Che tutte le manifestazioni della crisi climatica e ambientale già
note siano destinate a crescere e ad approfondirsi è inevitabile anche
se i governi invertissero rotta domani; cosa che non faranno.
Ciò
pone all’ordine del giorno, al di là degli ipocriti programmi di
mitigazione varati e rimangiati dai governi, gli obiettivi
dell’adattamento alle condizioni sempre più ostiche in cui si verranno a
trovare gli abitanti di ogni territorio nei decenni a venire.

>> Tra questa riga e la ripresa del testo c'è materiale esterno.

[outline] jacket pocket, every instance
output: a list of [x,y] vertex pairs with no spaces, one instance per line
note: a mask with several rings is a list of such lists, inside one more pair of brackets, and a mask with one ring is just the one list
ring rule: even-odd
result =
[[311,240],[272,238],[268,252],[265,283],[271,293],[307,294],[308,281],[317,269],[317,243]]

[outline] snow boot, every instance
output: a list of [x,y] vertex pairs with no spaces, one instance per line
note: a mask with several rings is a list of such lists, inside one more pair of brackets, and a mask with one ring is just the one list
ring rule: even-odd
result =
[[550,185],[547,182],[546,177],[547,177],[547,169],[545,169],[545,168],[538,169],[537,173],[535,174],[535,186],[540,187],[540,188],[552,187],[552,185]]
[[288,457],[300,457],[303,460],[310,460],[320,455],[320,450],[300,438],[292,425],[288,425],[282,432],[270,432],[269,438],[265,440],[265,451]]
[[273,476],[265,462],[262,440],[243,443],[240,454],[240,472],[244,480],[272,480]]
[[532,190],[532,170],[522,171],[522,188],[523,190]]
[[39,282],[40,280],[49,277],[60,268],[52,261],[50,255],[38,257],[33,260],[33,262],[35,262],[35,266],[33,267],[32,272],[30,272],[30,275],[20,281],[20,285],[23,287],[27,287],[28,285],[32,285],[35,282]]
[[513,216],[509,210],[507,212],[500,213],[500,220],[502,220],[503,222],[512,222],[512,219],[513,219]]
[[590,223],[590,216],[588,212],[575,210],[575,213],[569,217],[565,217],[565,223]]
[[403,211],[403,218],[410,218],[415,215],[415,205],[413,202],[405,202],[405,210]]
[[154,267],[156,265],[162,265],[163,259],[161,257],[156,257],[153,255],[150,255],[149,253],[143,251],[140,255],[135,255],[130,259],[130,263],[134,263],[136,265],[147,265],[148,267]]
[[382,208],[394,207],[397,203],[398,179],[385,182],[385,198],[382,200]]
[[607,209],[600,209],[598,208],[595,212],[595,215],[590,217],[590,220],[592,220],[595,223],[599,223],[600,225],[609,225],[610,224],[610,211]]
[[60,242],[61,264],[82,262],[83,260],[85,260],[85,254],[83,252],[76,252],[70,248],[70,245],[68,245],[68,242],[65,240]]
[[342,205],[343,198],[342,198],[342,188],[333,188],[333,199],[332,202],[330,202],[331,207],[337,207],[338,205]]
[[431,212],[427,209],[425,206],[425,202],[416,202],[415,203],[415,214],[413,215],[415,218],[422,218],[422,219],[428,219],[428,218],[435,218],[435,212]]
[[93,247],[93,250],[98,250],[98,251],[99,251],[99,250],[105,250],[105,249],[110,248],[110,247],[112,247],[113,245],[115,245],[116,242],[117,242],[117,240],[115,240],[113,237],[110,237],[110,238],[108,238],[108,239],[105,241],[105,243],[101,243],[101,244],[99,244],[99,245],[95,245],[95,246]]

Le misure per l’adattamento sono il nesso che può collegare il globale (la crisi climatica e ambientale planetaria) e il locale (le condizioni della coesistenza in un ambiente manomesso), l’inerzia
dei governi e l’attivismo di comunità grandi e piccole che si
autorganizzano, come già oggi succede nei territori colpiti da un
disastro ambientale: per garantire comunque livelli essenziali
di mobilità, approvvigionamento, produzione, funzionamento delle reti –
energia, telecomunicazioni, acque, rifiuti – gestione comune dell’ordine
pubblico, ecc.
In questa prospettiva, una vera accoglienza dei profughi
orientata alla piena valorizzazione della loro presenza, delle loro
culture, del loro lavoro e dei loro collegamenti con le comunità e i
territori di origine, può riprodursi e moltiplicarsi a livello
regionale, nazionale e continentale: oggi, come alternativa praticabile
alla guerra ai migranti, costosa, inconcludente, ipocrita e criminale,
quella che le destre sbandierano senza saperne né poterne venire a capo.
Domani, per garantire la convivenza tra mondi destinati altrimenti a
distruggersi reciprocamente.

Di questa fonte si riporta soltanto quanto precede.